Bundesregierung berät mit Verbündeten
Seibert betonte, dass die Bundesregierung derzeit mit internationalen Verbündeten über die Lage berate. Es habe aber bislang keine Situation gegeben, in der eine Entscheidung zu fällen gewesen wäre. Zuvor hatte die "Bild"-Zeitung (Montag) berichtet, dass angesichts drohender neuer Chemiewaffenangriffe Verteidigungsministerin Ursula von der Leyen (CDU) prüfen lasse, wie die Bundeswehr sich bei möglichen Vergeltungsaktionen gegen das Assad-Regime einbringen könnte.
Nach Informationen des Blattes wird erwogen, sich an der Allianz von USA, Großbritannien und Frankreich zu beteiligen, die bereits in der Vergangenheit Luftangriffe gegen Regime-Ziele in Syrien geflogen hat. Seibert wies darauf hin, dass in Deutschland grundsätzlich das Parlament an einer solche Entscheidung beteiligt werden müsse. Die Diskussion sei zum aktuellen Zeitpunkt rein spekulativ.

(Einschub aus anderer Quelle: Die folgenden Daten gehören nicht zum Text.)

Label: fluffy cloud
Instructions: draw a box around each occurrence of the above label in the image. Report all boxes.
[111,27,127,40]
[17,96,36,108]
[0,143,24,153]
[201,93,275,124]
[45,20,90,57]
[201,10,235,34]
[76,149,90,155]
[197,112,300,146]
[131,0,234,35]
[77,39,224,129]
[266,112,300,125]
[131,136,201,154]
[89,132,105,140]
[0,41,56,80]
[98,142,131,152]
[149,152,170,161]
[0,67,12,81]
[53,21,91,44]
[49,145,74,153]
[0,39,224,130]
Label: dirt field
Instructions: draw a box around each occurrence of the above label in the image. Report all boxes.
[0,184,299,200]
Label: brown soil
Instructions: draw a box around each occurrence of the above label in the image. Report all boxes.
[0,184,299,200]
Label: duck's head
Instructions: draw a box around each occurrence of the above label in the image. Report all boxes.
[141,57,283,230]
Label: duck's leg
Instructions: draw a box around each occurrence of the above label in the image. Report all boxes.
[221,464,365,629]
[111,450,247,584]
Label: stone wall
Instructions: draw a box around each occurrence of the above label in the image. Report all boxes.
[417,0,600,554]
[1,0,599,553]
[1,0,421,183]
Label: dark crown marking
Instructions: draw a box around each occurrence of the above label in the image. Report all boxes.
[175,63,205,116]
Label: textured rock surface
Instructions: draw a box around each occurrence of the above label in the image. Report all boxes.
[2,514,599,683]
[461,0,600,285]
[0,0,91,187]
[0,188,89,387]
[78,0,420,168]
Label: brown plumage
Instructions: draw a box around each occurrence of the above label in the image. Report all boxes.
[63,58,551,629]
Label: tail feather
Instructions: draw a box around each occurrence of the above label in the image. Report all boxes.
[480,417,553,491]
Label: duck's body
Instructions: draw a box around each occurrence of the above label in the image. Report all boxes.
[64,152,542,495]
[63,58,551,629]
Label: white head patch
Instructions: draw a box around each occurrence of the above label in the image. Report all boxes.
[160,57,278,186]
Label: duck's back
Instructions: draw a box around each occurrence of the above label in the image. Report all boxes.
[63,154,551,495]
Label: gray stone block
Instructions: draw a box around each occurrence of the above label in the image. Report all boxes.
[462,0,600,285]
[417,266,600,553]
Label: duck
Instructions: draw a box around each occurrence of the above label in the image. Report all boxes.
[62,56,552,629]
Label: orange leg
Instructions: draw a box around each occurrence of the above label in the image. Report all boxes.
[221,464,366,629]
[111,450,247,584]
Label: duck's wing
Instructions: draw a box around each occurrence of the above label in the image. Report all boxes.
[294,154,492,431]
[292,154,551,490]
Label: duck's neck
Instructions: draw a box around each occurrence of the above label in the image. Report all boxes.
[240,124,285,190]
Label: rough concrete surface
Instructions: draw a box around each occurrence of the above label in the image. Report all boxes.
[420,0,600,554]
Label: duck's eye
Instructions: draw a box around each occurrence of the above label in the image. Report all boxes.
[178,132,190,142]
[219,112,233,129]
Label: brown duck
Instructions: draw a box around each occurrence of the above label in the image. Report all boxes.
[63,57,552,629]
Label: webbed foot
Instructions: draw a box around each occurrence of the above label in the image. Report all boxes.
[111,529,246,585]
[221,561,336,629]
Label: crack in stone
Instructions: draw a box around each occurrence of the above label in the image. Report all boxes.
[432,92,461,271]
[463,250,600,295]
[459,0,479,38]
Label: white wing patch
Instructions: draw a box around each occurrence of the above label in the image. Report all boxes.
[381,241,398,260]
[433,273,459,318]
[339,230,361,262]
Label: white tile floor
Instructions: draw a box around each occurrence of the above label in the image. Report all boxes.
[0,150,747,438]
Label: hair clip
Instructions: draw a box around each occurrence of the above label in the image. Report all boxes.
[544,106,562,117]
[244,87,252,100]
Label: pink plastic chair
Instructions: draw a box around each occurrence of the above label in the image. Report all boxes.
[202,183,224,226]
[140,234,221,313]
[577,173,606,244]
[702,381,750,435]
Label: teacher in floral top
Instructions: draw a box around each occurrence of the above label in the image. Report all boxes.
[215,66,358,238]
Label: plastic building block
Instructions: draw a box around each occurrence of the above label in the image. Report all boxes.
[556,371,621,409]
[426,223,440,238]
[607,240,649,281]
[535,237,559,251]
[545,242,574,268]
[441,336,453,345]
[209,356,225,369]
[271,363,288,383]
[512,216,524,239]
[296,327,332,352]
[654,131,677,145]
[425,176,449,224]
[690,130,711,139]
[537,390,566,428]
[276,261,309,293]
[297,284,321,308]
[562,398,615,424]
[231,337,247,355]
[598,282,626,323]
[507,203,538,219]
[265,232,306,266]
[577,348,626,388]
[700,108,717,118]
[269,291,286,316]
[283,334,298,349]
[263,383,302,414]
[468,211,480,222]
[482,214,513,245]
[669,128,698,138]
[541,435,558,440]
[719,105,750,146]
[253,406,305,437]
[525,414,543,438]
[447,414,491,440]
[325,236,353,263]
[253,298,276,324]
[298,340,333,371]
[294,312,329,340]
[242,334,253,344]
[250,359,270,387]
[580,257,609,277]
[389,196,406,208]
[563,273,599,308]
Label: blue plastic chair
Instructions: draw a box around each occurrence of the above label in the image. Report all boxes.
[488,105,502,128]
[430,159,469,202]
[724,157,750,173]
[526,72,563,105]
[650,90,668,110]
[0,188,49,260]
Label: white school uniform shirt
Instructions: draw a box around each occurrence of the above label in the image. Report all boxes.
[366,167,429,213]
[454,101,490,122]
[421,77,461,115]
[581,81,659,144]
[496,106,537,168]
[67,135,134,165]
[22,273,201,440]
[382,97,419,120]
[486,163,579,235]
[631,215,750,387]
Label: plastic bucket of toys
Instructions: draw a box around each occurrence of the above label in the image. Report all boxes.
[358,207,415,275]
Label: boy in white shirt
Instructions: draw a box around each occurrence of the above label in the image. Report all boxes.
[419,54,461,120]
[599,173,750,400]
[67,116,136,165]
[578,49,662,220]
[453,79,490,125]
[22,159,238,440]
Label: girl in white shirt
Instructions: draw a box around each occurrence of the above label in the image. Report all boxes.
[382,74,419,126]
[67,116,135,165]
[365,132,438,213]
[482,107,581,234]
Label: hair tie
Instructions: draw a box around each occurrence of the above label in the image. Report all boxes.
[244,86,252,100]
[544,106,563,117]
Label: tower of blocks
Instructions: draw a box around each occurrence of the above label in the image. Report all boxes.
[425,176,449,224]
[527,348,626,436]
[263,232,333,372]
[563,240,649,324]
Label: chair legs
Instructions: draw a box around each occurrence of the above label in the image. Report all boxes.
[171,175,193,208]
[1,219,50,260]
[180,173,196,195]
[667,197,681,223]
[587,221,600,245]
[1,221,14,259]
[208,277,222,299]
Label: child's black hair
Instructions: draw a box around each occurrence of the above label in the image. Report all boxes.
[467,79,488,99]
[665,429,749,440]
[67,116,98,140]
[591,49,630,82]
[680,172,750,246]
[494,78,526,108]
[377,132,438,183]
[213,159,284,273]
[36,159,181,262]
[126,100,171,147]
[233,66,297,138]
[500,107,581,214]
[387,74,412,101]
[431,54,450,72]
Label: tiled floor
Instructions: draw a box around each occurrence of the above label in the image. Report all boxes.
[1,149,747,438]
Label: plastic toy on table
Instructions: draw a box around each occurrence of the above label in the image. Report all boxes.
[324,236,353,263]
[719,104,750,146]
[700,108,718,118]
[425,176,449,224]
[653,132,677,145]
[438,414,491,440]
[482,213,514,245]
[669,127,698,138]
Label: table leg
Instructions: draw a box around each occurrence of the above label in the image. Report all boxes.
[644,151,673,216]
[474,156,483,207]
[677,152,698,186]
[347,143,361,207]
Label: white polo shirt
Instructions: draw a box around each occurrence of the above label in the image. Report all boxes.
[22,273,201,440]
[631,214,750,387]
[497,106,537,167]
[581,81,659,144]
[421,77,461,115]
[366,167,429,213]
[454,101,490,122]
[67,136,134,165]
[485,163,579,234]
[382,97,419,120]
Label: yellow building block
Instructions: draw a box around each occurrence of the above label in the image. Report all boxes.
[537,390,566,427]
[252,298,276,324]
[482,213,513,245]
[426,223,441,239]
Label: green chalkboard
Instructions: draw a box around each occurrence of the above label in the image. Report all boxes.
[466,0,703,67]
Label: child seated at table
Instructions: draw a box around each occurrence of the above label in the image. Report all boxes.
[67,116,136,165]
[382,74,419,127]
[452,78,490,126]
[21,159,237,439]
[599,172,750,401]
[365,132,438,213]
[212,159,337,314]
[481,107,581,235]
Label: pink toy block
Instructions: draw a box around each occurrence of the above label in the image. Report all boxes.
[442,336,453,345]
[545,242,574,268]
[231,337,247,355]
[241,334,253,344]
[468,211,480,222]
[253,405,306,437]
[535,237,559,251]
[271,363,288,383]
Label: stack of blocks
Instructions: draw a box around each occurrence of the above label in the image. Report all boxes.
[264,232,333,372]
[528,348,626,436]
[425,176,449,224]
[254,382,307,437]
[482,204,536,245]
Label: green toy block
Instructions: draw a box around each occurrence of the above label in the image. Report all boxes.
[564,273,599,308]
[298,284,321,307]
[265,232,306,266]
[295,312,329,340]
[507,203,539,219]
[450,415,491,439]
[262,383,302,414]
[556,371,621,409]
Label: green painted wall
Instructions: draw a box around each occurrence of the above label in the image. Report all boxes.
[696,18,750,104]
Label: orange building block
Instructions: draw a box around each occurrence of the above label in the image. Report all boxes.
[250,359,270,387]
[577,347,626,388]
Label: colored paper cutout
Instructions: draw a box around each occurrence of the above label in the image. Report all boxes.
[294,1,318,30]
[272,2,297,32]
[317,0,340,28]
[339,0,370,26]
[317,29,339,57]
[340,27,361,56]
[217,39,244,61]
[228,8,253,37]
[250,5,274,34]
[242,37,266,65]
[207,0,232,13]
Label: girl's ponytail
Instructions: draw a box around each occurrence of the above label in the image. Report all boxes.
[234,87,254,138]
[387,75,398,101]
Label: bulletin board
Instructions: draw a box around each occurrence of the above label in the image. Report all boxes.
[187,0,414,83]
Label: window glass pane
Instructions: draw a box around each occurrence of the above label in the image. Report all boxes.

Vermittlungsgespräche in Genf gehen weiter
Der UN-Sondergesandte de Mistura sprach in Genf zunächst einzeln mit den Delegationen aus Russland, aus dem Iran und aus der Türkei. Am Dienstag sollen alle Delegationen mit de Mistura an einem Tisch sitzen, offiziell drehen sich die Gespräche um eine Verfassungskommission für Syrien. De Mistura bringt laut Diplomaten jedoch auch die drohende Militäroffensive des Assad-Regimes auf das Rebellengebiet Idlib zur Sprache.
Der UN-Sondergesandte will erreichen, dass die Aufständischen, unter ihnen viele islamistische Milizionäre, sich aus den Wohngebieten Idlibs zurückziehen. Somit könnte eine humanitäre Katastrophe verhindert werden. Idlib ist das letzte große Gebiet, das von Anti-Assad-Kräften gehalten wird.
Ende dieser Woche will de Mistura mit Abgesandten aus Deutschland, Großbritannien, Frankreich und den USA sowie aus arabischen Staaten die Lage in Syrien erörtern. Russland und der Iran unterstützen das Regime von Machthaber Baschar al-Assad, die Türkei steht an der Seite von Rebellen. In dem 2011 begonnenen Konflikt wurden Hunderttausende Menschen getötet, Millionen sind auf der Flucht.